Washington: Congressman Ed Markey, a known opponent of the Indo-US nuclear deal, has said the passage of a bill on the subject by a 298-117 vote in the House of Representatives was nothing to cheer about as Republicans hailed the move as a step forward in strengthening bilateral ties.
"More than twice as many members voted against the deal today as (those) voted against the Hyde Act that set the conditions for the deal two years ago" Markey said in a statement last night.
The Democrat from Massachussetts had insisted on a recorded roll call vote on the bill during the debate in the House on Friday.
Critics like Markey have pointed out that the Hyde Act in the House of Representatives was passed by a 359-68 vote on July 26, 2006 while the House vote on the Conference Report was cleared on December 8, 2006 by a 330 to 59 margin. And now under the suspension of rules requiring a two thirds vote, the bill to approve the US-India agreement was passed only by a handful of votes.
While critics were quick to jump on to the fact that the bill in the House was barely passed by the required number of votes, South Carolina Republican Joe Wilson, one of the strongest supporters of the legislation and the agreement, hailed the vote.

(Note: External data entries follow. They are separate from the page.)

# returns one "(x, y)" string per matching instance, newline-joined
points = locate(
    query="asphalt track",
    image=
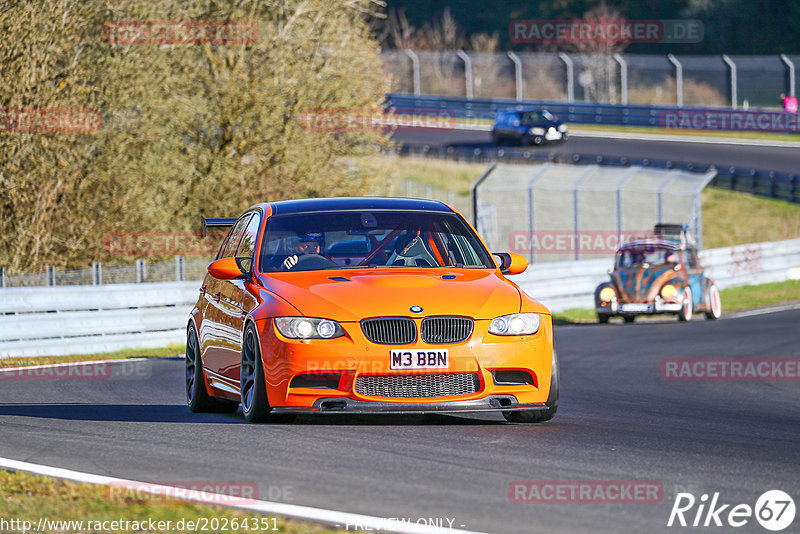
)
(772, 158)
(618, 420)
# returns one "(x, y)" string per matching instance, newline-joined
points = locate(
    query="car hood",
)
(635, 282)
(352, 295)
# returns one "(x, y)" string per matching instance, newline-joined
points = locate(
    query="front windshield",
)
(353, 239)
(631, 257)
(535, 117)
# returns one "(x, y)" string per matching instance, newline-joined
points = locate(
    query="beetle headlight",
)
(308, 328)
(516, 324)
(607, 294)
(668, 291)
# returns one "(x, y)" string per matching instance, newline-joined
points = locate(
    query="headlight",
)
(668, 291)
(516, 324)
(308, 328)
(607, 294)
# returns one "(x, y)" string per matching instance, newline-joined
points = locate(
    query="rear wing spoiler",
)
(217, 222)
(679, 232)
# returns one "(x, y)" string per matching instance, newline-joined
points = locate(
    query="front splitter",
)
(494, 403)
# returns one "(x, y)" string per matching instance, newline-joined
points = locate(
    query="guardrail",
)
(767, 183)
(564, 285)
(55, 321)
(90, 319)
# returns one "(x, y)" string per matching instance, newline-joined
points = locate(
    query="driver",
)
(307, 244)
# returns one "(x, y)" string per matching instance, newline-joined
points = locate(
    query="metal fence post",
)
(517, 74)
(790, 67)
(576, 209)
(623, 78)
(732, 66)
(630, 173)
(141, 271)
(180, 269)
(97, 273)
(415, 71)
(570, 76)
(467, 72)
(678, 79)
(474, 192)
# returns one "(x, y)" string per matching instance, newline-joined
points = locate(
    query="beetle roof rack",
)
(677, 232)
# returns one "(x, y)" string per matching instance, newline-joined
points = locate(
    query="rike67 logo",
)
(774, 510)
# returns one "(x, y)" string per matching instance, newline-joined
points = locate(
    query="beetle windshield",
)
(353, 239)
(635, 256)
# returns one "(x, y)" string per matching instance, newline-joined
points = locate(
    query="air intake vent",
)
(443, 330)
(412, 386)
(390, 330)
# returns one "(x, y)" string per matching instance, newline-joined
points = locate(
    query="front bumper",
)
(639, 308)
(352, 355)
(493, 403)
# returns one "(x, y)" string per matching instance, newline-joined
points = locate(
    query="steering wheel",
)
(313, 262)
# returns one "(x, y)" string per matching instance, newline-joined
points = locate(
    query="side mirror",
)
(511, 263)
(225, 269)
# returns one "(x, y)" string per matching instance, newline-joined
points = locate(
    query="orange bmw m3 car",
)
(366, 305)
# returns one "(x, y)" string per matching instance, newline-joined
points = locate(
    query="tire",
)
(713, 302)
(253, 387)
(687, 310)
(540, 416)
(197, 397)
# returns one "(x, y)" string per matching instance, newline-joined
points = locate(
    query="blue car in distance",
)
(528, 127)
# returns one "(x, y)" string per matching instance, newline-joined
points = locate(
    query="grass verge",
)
(734, 298)
(27, 497)
(170, 350)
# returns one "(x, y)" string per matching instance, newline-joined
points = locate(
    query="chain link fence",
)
(177, 270)
(736, 81)
(560, 212)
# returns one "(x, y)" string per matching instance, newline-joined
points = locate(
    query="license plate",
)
(636, 307)
(419, 359)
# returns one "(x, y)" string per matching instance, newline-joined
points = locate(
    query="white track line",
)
(676, 138)
(764, 311)
(305, 513)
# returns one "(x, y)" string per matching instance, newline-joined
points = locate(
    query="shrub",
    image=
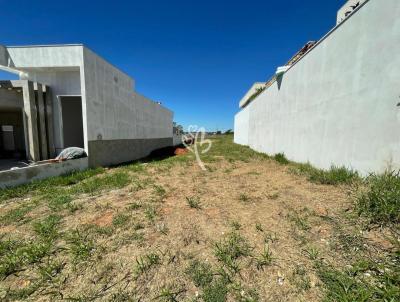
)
(380, 202)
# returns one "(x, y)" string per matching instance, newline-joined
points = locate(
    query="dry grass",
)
(248, 229)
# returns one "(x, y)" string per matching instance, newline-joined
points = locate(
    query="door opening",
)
(72, 122)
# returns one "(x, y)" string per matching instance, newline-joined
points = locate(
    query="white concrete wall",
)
(3, 56)
(56, 66)
(347, 8)
(62, 82)
(114, 110)
(12, 178)
(338, 105)
(10, 99)
(242, 127)
(111, 108)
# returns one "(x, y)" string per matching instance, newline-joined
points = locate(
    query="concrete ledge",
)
(12, 178)
(113, 152)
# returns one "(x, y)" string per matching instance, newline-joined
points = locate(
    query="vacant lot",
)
(250, 228)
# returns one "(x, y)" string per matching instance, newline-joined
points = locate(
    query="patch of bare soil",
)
(138, 243)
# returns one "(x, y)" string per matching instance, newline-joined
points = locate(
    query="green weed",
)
(200, 273)
(193, 202)
(380, 201)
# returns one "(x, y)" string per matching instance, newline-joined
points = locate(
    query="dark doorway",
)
(12, 139)
(71, 107)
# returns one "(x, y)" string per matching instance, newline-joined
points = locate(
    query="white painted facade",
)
(339, 105)
(111, 108)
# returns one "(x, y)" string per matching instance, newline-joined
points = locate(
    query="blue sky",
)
(197, 57)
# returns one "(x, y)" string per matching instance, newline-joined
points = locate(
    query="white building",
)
(339, 104)
(69, 96)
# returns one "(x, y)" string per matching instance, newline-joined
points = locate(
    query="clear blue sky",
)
(197, 57)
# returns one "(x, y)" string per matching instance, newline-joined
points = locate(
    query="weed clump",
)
(193, 202)
(200, 272)
(380, 202)
(334, 176)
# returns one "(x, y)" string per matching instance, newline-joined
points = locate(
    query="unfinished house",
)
(68, 96)
(337, 101)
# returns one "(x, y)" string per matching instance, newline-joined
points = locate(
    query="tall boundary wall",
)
(339, 105)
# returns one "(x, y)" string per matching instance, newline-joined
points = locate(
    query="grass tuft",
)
(193, 202)
(47, 228)
(200, 273)
(380, 202)
(145, 263)
(81, 247)
(333, 176)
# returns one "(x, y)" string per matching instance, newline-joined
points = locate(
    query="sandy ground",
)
(263, 201)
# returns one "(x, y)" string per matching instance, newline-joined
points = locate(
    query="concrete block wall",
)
(241, 128)
(113, 113)
(339, 104)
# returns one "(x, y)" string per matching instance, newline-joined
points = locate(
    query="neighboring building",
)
(338, 104)
(69, 96)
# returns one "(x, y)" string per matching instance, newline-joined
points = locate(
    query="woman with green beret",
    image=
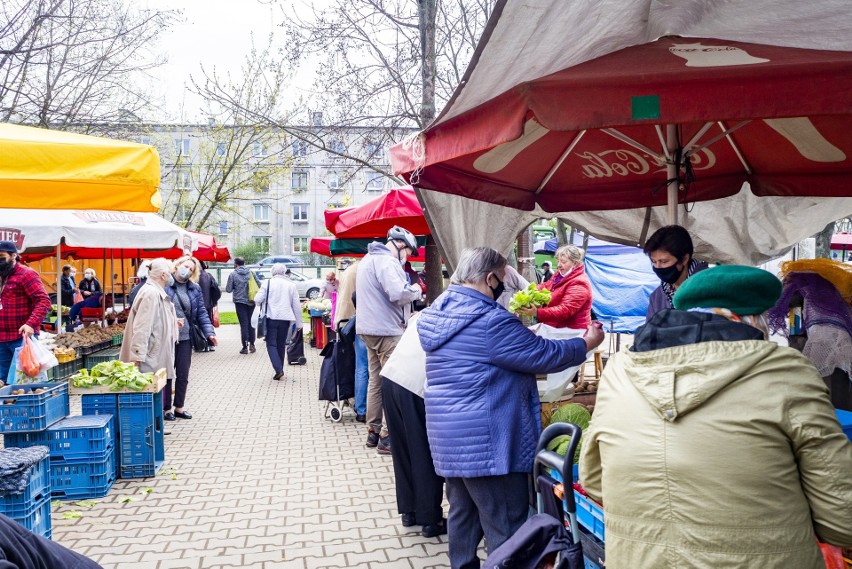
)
(713, 447)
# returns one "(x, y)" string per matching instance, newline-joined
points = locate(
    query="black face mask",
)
(670, 274)
(497, 290)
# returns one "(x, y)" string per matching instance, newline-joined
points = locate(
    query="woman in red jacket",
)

Wilson said the House adoption of the bill on the nuclear deal moved the US one step forward in strengthening the partnership with people of India.
Republican leaders of the Indian American community did not fail to mention that while lawmakers in the Grand Old Party stuck to the party position, Democrats abandoned the legislation and in unexpected numbers.
"It was a close call," remarked Ashok Mago, the Chairman of the USINDIA FORUM. "A very strong Republican support gave us the victory since the Bill was considered under the suspension of rules requiring a two-thirds majority.
Republicans gave us the majority of the votes."
Mago expressed confidence that the Senate will give approval to the measure next week.
"Indian American community leaders with strong ties with the Democratic Party need to remind their friends the importance of relations between our two nations and seek their support for issues vital to both the United States and India,"
Mago, a Republican Community leader who has been in the forefront of the backing for the US-India nuclear deal, said.
The US-India Business Council applauded the vote in the House with its President Ron Somers calling it "yet another milestone" in the bilateral strategic partnership.
"But Senate passage is required before US companies can participate in civil nuclear trade with India. Given the strong bipartisan Congressional support for this initiative and the endorsement of both Presidential candidates (Democrat Barack Obama and Republican John McCain), there is no reason for further delay on a Senate vote," Somers said in a statement.